Mundy echoes the sentiment of her co-captain, saying this year’s team is the best Invictus team that came together immediately.
“Within just a few days, like within no time at all, we knit together. Some of us even at the airport before we flew out,” noted Mundy.
Because of the team’s camaraderie, both Mundy and Caissie take their roles as captains seriously and are always there to support each other and their team.
Supporting the team
Mundy and Caissie learned they would serve as this year’s team co-captains in May after the second training camp. And since then, the pair have taken their advocacy responsibility seriously.
“We want to do everything to empower them and to give them the tools and space and environment they need,” commented Caissie.
The two see their role almost as a thermometer to check the team’s temperature and speak up when needed.
“Our job is to listen and understand. As representatives of Team Canada, we strive to ensure that every individual’s voice is heard and valued” said Mundy, who directs any concerns to team management.
In recent months, after speaking to team management about the palpable nervousness in the team, the captains brought in several former Invictus athletes to talk about their experiences.
“We know some of them are still struggling. We’re all in different places in our journey, but we’re all there to support each other,” said Caissie.
Taking their role one step further, the captains hope to make an Invictus Games handbook post-games for future Invictus teams and captains.
Their roles as captains have also proven an asset in their own personal journeys of recovery.
Illustrious career to Invictus Captain
Caissie serves as an intelligence officer in the Army. Looking back at his career, he feels very fortunate, calling it an “illustrious career.”
Caissie has also been battling severe anxiety, depression and Post Traumatic Stress Disorder and sees his Invictus journey as a validation of his recovery. Being named co-captain just furthered this belief.
“It was a culmination…it was a perfect ending and start of a new era. It was a chance to inspire others to get involved as well and to show our teammates that there is a life and something else beyond their career,” commented Caissie.
He will be taking part in Cycling, Track and Field, and Wheelchair Basketball in Dusseldorf.
Recovery from a difficult diagnosis
As a 3rd generation Army brat, Mundy was ambitiously on a “vertical” career path in the military. After joining in 2002 as a private, she became a Major only 13 years later. However, in 2020, she was told the difficult news that she had Multiple Sclerosis.
“I was in shock, and it was hard,” said Mundy, who remembers grieving the diagnosis.

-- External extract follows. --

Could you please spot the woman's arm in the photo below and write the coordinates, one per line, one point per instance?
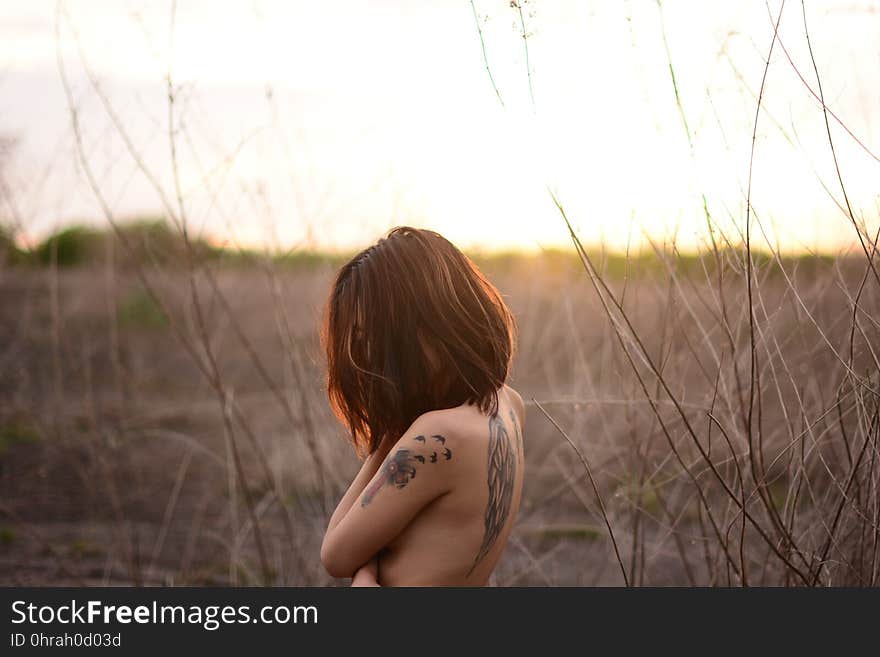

Joining the Invictus team, however, gave Mundy new life, noting it renewed confidence in herself, her leadership capability and being part of a team. It also allowed her to spread awareness of invisible injuries and her particular situation.
Considering the difficulties Mundy has endured in the last few years, becoming co-captain also felt like a validation.

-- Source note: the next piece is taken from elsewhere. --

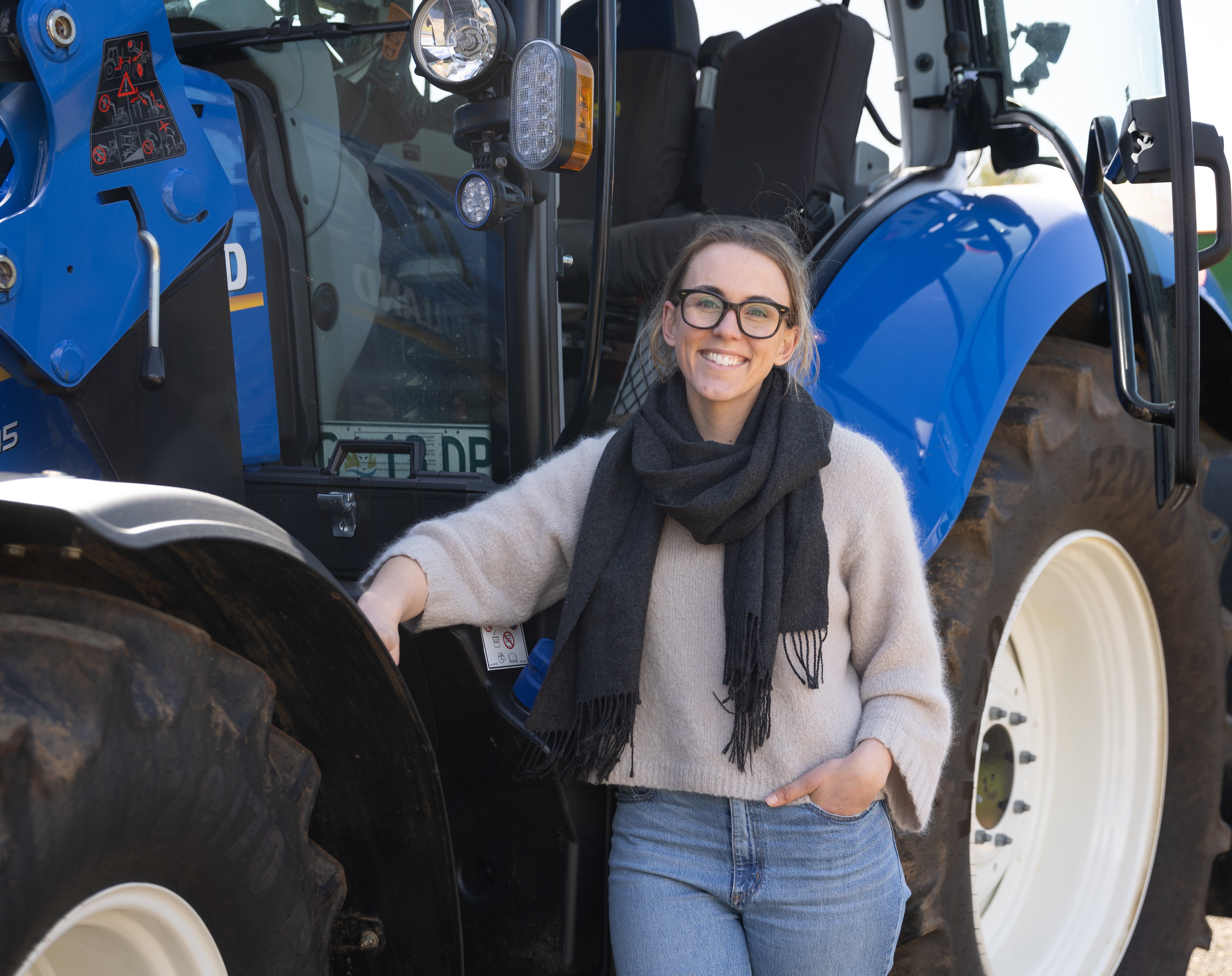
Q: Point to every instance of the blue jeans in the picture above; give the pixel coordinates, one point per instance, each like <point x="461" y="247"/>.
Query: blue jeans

“This was not a decision made in isolation. This was a decision made by coaches and executives. We know that they were watching. But to know that they were watching you and that your behaviour reflected well and well enough to take that position was everything,” said Mundy.
During the Invictus Games, she will participate in cycling, running and seated volleyball.
With the Invictus Games coming up soon, from Sept. 9-16, the co-captains and team are looking forward to putting their best foot forward.
Although Mundy jokes the team would love more time to prepare, they are also truly ready to show off their skills to the world.
“We need to do this. It’s time. We’re ready. The whole team is ready,” said Mundy. We’re going to be the best that we can be, and compete with ourselves, and be on stage for the whole country to see, and that’s what counts.”